十年前の「文芸春秋」3月号を読んだ

 東京大学総長蓮實重彦のインタヴューがあった。「国立大学独立行政法人化への反論」と題されている。「独立行政法人化の問題は、大学改革の論議とはまったく別に、行政改革の流れの中で突如、国立大学も行政の一環だからというくくり方でその対象に組み入れれられてしまったものです」。私はこの問題がいまどうなってるのか、ぜんぜん知らない。目にとまったのは別のふたつの発言である。
 「日本の理系の学者さんというのは、本当に自分をアピールするのが苦手のようですね」、だからなかなかノーベル賞をもらえない。受賞してもおかしくない人として、戸塚洋二、小柴昌俊益川敏英野依良治を挙げている。このうち三人の受賞が実現していることに驚いた。一人、戸塚が外れたようだが、彼は受賞せぬまま亡くなっている。
 また、自身が学生だった当時の東京大学を振り返る。「先生方は、学問は教えるものじゃない、自分で学び、発見せよ、という姿勢だった」「結局のところ当時大学に何があったかというと、雰囲気なんですね」「でも実をいえば、私は当時の仏文研究室に宿っていた一種のサロン的雰囲気に強い反発を覚えていたのです。こんなものは大学じゃなかろうと」。パリに留学して、やっと「高等教育とはこれなんだ、と思いましたね。教育に対し高い意識を持っている教授が、学生と一対一で向き合ってくれる」。
 これについては、八年後の「中央公論」二月号のインタヴュー「本当は教育が嫌いな日本人へ」の方が詳しい。何度もレポートを提出しては直してもらったパリを回想して言う、「あれこそ教育です。そういった指導が日本には欠けていますし、もしかすると別のものを教育だと思っているのかもしれません。それが「日本人は教育が嫌いだ」と言う所以です」。八年前と後と同じようだが、大学院についての発言が微妙に違う。前はこうだった。
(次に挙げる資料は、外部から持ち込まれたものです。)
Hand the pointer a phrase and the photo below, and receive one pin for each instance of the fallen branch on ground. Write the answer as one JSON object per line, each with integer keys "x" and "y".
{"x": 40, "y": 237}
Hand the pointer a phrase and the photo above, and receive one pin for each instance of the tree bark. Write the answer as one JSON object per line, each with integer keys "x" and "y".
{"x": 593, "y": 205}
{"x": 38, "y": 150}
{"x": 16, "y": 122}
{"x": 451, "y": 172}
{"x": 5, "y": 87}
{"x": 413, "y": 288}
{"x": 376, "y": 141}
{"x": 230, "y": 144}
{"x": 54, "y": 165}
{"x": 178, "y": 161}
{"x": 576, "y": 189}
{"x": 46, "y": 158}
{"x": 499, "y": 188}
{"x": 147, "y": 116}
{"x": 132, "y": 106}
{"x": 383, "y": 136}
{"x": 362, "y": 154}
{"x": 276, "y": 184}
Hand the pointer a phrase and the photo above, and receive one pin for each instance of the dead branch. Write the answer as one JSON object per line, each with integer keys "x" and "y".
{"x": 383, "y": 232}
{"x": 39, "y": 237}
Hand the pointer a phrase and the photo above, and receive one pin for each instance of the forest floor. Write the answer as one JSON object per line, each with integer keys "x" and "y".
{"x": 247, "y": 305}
 国家公務員は、博士号を持っていても給与の等級が学卒者に対し一つ上がるだけなのです。つまり苦労して博士号を取っても大して得にならない。より深く学問を追求したという実績が評価されない社会システムなのです。これでは、じゃあ学部を出ればそれでいいやとなってしまいますよ。でももっとお金に響くようになれば、みな博士号を取るために大学に入り直すと思うのです。

 「日本の官僚ほど学歴の低い官僚は世界にいません」、せめて博士号くらい取れよ、と言う。もちろん、これは学歴社会を強化したいわけではない、「いや、つまり何か学問的なテーマに関して思いをめぐらす時間の長さの問題なんです」。じっくりと学問を積んだ官僚と大卒の官僚とは「その志の中身はおのずと違っているはずです」。しかし、八年後の述懐は苦い。蓮實が大学改革にどんな役割を果たしたのか、私はぜんぜん知らない。とにかく「改革」反対の立場で語っている。

 日本の大学にとって不幸だったのは、大学「改革」のある段階で、「大学院重点化」が始まり、人々の関心が初年次教育の対極に向かってしまったことです。(略)一番感受性の強い二十歳前の若者たちに、いかにして知的刺激のシャワーを浴びせるかという課題から、大学のスタンスがやや遠ざかってしまったことは否めません。(略)「大学院重点化」により「○○大学大学院教授」という呼び名になった人たちが、初年次教育の現場になかなか出ていかなくなった影響は大きいと思います。

 最近の大学院で私の知ってるのは、馬鹿でも博士号が取れるようになったことだ。そして、水月昭道の書いてるような「高学歴ワーキングプア」がたくさん生まれたことだ。たぶん、大学院重点化は良くなかったんだろう。蓮實が指摘する原因として、「改革」が法律を作っただけで終わったこと、学生でなく教員の待遇を最初に考えたこと、を挙げている。